Discount site Groupon has been hauled up by the Advertising Standards Authority yet again this week – with two more offers being censored – just days after the watchdog referred the company to the Office of Trading over its continued use of misleading promotions.
The ASA made the Groupon referral after 48 breaches in 11 months. These latest breaches of the advertising code – the company’s 49th and 50th this year – concern a breast enhancement service which fell flat and an Ocado offer which did not actually exist.
The first involved promoted breast enhancement sessions with “microbean energy technology” that promised women would see “typical growth between a quarter and two cup sizes within five to eight weeks”.
But when one woman a woman attended the spa, she was told it would take a greater number of treatments to achieve the growth claim. It transpired the original claim was made on the basis of only six patients, which the ASA ruled “was not sufficient evidence to substantiate the claim”. The promotion has now been banned.

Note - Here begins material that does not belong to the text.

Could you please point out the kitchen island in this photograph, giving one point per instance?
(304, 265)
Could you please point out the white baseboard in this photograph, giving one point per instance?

Meanwhile, Waitrose home delivery service Ocado offered a one-year midweek delivery pass “usually priced at £69.99”. The ASA received complaints that the price was misleading because at the time the offer was launched – 28 July – a six-month delivery deal was just £14.99, and there was no annual midweek pass that was “usually priced at £69.99”.
The ASA said: “In the absence of any evidence that compared the value of the promoted pass at £69.99 with an equivalent product, or that demonstrated how this price was calculated, we considered the ‘value’ of the promotional item had not been substantiated and therefore concluded that it was misleading.”
In the summer, advertising expert Iain Connor of law firm Pinsent Masons warned voucher operators to pay particular attention to advertising rules on the availability of products. He said: “The fact that users of these ‘group purchase’ vouchers know that there will be conditions attached does not mean that they will not still have a reasonable expectation of getting what they want at the advertised price without having to study the small print in detail.”
And, earlier this year, the OFT forced Markco Media – the company behind group-buying website Groupola – to sign pledges not to advertise products where there is “a disproportionately inadequate supply”.
Related stories
Discount websites in the dock
Groupon under fire over banners
Groupola guilty of ‘bait pricing’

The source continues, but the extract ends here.